With heavy culling in one tank it can be done but with high quality guppies you want to let them grow out to see which are your next breeders. In limited space you won't be able to grow out most of the drops and will be culling before you can see all traits. 
Space will be the limiting factor. Guppies drop fry every 30 days and it takes 2-3 months to see your quality colors and finnage.
I do colony breed in 2 tanks but I remove all females after 2 drops and let the babies grow out with the dad's. Then select my best females and start over.

Bump: I have even selected lovely female guppies at chain stores and kept them alone in a 5 gallon tank until they dropped fry and started a colony that way. Surprisingly usually they breed true. Got blue moscows this way and snakeskins.


----------



## Fishly (Jan 8, 2010)

Yes, you can. However, it's not as fast or precise and you must cull ruthlessly.

The reason multiple tanks are used is so you know exactly which breeders are producing each generation and so you can use different lines within a strain to work on different traits. There are no strains of guppies that throw perfection in every drop. Most breeders have several lines for each strain and cross the lines to produce their show fish. Whenever you buy fish from a breeder, they will usually give you fish from only one of the lines. You'll then have to use those fish to create different lines of your own.

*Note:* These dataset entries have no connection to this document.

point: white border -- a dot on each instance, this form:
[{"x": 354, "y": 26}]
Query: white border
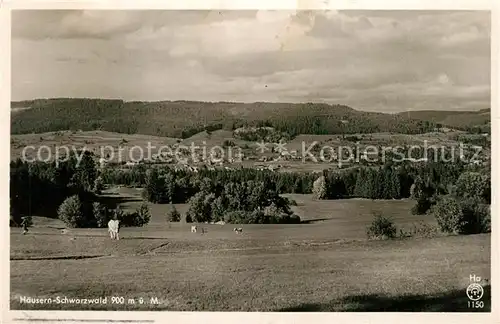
[{"x": 242, "y": 318}]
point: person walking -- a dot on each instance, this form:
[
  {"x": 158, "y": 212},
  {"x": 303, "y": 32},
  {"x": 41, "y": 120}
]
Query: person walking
[{"x": 25, "y": 225}]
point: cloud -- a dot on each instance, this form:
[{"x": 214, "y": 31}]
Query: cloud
[{"x": 372, "y": 60}]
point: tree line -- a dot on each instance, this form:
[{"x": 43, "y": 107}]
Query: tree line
[
  {"x": 183, "y": 119},
  {"x": 65, "y": 189}
]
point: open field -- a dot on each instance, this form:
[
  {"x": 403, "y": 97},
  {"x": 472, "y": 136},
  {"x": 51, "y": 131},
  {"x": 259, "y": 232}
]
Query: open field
[
  {"x": 229, "y": 274},
  {"x": 324, "y": 264}
]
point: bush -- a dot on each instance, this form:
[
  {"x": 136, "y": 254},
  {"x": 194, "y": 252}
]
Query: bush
[
  {"x": 381, "y": 228},
  {"x": 469, "y": 216},
  {"x": 98, "y": 185},
  {"x": 70, "y": 212},
  {"x": 421, "y": 229},
  {"x": 476, "y": 217},
  {"x": 447, "y": 212},
  {"x": 142, "y": 215},
  {"x": 422, "y": 206},
  {"x": 138, "y": 218},
  {"x": 100, "y": 214},
  {"x": 319, "y": 188},
  {"x": 173, "y": 215}
]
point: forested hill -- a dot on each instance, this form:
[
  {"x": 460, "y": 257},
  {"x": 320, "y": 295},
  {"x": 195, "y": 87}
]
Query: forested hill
[
  {"x": 185, "y": 118},
  {"x": 456, "y": 119}
]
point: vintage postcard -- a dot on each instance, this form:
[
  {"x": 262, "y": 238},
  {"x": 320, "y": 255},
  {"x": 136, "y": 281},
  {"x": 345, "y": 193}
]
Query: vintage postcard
[{"x": 304, "y": 162}]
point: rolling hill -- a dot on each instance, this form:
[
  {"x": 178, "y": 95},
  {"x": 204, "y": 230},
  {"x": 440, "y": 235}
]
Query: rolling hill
[
  {"x": 186, "y": 118},
  {"x": 454, "y": 119}
]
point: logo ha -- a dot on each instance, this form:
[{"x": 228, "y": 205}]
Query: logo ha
[{"x": 474, "y": 290}]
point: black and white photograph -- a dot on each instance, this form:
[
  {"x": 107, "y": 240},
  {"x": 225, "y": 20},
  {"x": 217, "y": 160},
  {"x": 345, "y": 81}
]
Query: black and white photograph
[{"x": 250, "y": 160}]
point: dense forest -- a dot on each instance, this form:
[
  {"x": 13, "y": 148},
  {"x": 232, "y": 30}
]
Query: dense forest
[
  {"x": 72, "y": 191},
  {"x": 185, "y": 118}
]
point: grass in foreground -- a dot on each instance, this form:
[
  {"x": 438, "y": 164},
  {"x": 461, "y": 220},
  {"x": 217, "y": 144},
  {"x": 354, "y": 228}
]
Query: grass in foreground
[{"x": 411, "y": 275}]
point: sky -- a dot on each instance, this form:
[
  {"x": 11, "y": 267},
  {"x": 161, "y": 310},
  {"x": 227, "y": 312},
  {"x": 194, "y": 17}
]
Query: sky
[{"x": 384, "y": 61}]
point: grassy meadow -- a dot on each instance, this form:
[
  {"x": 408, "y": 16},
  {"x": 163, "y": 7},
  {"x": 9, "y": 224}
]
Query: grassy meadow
[{"x": 323, "y": 264}]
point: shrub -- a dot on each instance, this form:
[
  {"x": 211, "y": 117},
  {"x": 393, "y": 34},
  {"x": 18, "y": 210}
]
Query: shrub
[
  {"x": 469, "y": 216},
  {"x": 173, "y": 215},
  {"x": 70, "y": 212},
  {"x": 474, "y": 185},
  {"x": 142, "y": 215},
  {"x": 319, "y": 188},
  {"x": 100, "y": 214},
  {"x": 381, "y": 228},
  {"x": 98, "y": 185},
  {"x": 422, "y": 229},
  {"x": 447, "y": 212},
  {"x": 422, "y": 206},
  {"x": 476, "y": 217}
]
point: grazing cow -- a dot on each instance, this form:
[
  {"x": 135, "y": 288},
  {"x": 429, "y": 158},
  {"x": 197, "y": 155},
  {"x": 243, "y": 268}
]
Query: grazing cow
[{"x": 113, "y": 229}]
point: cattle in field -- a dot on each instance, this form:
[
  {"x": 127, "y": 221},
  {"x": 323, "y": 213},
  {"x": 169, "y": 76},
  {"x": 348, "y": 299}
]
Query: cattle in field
[{"x": 113, "y": 229}]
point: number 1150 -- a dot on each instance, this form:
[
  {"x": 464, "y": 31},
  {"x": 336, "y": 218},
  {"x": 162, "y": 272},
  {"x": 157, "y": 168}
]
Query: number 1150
[{"x": 476, "y": 304}]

For instance, you might get a trio of fish that need work on body shape and dorsal color. So you take the fry and pick the two males and two or three females with the best bodies and put them in one tank. Then you take the two males and two or three females with the best dorsals and put them in another tank. Discard the rest of the fry. 

Now breed each group separately for three or four generations, picking the ones with the best bodies or dorsals for each new generation. After the third or fourth generation, you breed a good-dorsal male to a good-body female and a good-body male to a good-dorsal female. Keep each cross separate until they're old enough to see which cross worked best. Then you take the best fry from that cross and split them into the two lines again. Over time some traits will improve and others will degrade, so you'll change what each line is bred for as time goes on.

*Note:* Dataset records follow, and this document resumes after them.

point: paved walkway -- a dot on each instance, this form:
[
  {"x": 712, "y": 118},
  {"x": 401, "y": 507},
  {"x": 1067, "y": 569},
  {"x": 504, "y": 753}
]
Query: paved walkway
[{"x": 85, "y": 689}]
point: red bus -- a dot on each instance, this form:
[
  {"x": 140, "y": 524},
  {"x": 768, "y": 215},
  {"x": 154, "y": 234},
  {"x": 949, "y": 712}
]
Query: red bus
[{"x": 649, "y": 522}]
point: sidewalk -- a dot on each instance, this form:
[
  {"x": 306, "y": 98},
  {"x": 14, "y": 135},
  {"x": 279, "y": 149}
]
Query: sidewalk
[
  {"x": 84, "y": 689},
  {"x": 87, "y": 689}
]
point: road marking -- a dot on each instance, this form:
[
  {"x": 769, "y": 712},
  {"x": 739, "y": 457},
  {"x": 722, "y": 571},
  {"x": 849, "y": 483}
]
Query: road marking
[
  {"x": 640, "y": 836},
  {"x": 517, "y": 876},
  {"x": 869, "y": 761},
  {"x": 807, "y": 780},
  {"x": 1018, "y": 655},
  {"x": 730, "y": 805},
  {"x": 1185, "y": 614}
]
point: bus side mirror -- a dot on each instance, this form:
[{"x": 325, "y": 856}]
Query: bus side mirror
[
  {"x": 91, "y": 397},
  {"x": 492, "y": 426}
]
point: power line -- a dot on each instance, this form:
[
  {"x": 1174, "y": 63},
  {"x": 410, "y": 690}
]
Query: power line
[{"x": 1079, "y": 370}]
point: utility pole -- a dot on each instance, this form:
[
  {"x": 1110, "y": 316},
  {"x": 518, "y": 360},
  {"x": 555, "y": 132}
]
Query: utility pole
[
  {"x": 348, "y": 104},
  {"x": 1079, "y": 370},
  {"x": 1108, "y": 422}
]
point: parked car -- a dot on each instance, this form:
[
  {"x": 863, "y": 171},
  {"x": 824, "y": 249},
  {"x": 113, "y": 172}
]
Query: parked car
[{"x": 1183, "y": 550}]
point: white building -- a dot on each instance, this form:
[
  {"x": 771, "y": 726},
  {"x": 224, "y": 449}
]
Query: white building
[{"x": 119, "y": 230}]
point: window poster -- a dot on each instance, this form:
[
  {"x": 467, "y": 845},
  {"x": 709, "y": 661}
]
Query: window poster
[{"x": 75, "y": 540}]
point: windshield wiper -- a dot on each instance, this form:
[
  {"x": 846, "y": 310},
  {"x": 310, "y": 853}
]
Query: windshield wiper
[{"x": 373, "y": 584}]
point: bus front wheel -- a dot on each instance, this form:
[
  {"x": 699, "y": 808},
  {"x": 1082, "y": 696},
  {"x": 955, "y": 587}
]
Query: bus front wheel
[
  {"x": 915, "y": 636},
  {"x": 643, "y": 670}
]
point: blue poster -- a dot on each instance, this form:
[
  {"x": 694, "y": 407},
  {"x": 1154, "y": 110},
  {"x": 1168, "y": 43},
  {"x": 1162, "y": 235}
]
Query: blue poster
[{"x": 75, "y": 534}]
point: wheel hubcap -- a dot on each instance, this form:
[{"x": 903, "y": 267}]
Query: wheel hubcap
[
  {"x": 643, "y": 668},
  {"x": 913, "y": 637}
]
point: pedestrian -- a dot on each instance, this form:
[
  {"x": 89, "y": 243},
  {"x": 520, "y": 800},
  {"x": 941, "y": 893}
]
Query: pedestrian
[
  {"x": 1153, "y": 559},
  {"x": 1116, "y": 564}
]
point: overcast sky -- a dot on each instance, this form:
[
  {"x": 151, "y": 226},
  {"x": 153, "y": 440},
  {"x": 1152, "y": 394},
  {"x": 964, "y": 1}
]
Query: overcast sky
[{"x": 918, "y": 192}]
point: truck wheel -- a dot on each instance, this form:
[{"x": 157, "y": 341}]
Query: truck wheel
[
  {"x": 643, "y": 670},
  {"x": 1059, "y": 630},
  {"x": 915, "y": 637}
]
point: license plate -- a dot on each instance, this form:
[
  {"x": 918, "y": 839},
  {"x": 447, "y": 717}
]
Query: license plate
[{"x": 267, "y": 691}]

To breed fish in a colony, you remove any fish with exceptional faults as you see them. Gradually, your standards get tighter and tighter as your fish get better and better. This is how shrimp breeders do it. But it only works if you remove the culls before they're old enough to breed. Unless you're okay with killing the culls, you'll want another tank for growing them out until they're old enough to sell.


----------



## Axelrodi202 (Jul 29, 2008)

Thanks for all the info. Will probably end up doing a 15 gallon divided 3 ways if I go the fancy guppy route

@amcoffeegirl: Could you elaborate more on your colony tank system? When you say select the best females are you referring to the original parents or out of the offspring?


----------



## amcoffeegirl (May 26, 2009)

Axelrodi202 said:


> Thanks for all the info. Will probably end up doing a 15 gallon divided 3 ways if I go the fancy guppy route
> 
> @amcoffeegirl: Could you elaborate more on your colony tank system? When you say select the best females are you referring to the original parents or out of the offspring?

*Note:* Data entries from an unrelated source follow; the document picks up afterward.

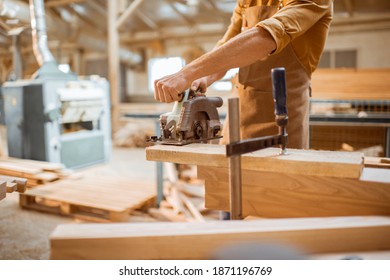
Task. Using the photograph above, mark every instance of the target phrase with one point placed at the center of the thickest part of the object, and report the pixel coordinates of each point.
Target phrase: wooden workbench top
(305, 162)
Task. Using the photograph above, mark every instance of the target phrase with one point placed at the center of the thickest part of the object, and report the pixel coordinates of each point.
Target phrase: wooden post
(113, 62)
(235, 161)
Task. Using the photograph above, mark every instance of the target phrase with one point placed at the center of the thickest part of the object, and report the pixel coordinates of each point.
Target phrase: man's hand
(199, 86)
(170, 88)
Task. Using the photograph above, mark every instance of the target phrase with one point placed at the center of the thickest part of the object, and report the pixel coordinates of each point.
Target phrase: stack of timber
(36, 172)
(183, 202)
(204, 240)
(303, 183)
(91, 198)
(11, 184)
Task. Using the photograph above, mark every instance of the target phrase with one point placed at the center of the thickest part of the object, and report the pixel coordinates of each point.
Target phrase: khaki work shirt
(303, 23)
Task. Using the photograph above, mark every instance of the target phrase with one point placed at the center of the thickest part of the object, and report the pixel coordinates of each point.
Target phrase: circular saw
(194, 119)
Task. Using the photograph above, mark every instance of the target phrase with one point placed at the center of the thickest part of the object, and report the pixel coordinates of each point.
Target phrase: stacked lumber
(91, 198)
(11, 184)
(303, 183)
(351, 84)
(203, 240)
(183, 202)
(36, 172)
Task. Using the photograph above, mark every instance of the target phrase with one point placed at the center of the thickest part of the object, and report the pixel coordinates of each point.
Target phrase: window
(338, 59)
(162, 66)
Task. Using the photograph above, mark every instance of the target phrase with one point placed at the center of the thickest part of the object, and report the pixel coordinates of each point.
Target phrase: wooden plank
(377, 162)
(3, 189)
(308, 162)
(15, 184)
(274, 195)
(35, 164)
(200, 240)
(97, 199)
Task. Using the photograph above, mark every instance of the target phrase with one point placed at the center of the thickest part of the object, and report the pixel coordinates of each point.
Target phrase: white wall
(373, 47)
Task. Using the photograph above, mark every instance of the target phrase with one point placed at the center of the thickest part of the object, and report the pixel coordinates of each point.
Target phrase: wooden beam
(56, 3)
(308, 162)
(113, 62)
(351, 84)
(349, 7)
(128, 12)
(147, 20)
(3, 189)
(201, 240)
(283, 195)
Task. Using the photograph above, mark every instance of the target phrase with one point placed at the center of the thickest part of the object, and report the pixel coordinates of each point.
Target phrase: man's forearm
(244, 49)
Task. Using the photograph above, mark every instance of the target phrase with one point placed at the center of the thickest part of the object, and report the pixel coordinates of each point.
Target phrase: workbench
(303, 183)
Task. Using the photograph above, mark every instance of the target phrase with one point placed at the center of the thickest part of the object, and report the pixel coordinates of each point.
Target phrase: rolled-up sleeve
(234, 27)
(294, 19)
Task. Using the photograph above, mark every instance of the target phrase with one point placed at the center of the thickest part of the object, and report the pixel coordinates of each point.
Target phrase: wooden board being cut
(277, 195)
(201, 240)
(305, 162)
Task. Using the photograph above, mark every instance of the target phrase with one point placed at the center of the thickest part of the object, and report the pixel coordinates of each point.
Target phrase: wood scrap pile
(35, 172)
(132, 134)
(11, 184)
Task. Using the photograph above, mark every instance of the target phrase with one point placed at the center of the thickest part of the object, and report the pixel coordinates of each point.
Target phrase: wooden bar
(276, 195)
(201, 240)
(3, 189)
(307, 162)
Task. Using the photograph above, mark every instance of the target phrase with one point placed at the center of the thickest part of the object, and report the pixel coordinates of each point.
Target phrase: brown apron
(255, 91)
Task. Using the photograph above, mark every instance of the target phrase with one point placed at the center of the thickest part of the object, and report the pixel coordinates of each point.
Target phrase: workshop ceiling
(159, 19)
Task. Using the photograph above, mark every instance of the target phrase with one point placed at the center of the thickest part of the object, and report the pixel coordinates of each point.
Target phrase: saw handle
(278, 76)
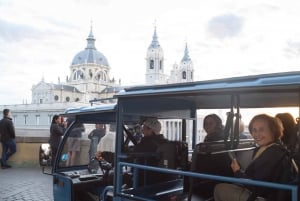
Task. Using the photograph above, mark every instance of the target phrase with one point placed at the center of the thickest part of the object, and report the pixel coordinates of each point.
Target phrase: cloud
(225, 26)
(292, 49)
(13, 32)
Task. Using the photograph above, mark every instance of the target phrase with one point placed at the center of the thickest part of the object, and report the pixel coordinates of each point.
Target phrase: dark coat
(7, 130)
(264, 168)
(214, 137)
(149, 143)
(56, 131)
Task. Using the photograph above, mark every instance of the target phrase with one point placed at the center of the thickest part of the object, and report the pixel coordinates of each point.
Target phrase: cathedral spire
(91, 40)
(186, 56)
(154, 43)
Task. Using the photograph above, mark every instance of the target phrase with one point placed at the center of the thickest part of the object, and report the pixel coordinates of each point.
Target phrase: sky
(225, 38)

Yes out of the offspring I select the best females and breed back to the males that I already have. I forgot to say that yes I cross lines from time to time. And one other problem with having all the fish in one tank is if you do get an illness in the tank then the whole colony is wiped out. 
Lost japan blues this way. It's very sad.

15 gallons really isn't very big. I do it in a well planted 15 but really just enough to keep the tank full and I'm not using expensive guppies anymore. Or long tails. 
Excellent book called the theory and practice of guppy breeding.
By Philip Shaddock
He also has a book on guppy care and management of his tanks which I found fascinating.
In his book he stated that he had a 55 with wild guppies which he would colony breed.
But most of his tanks were (I believe) 5 gallon for breeding purposes. Each of his tanks would have 2 sponge filters. He wouldn't allow a sick fish to remain in his fish room.


----------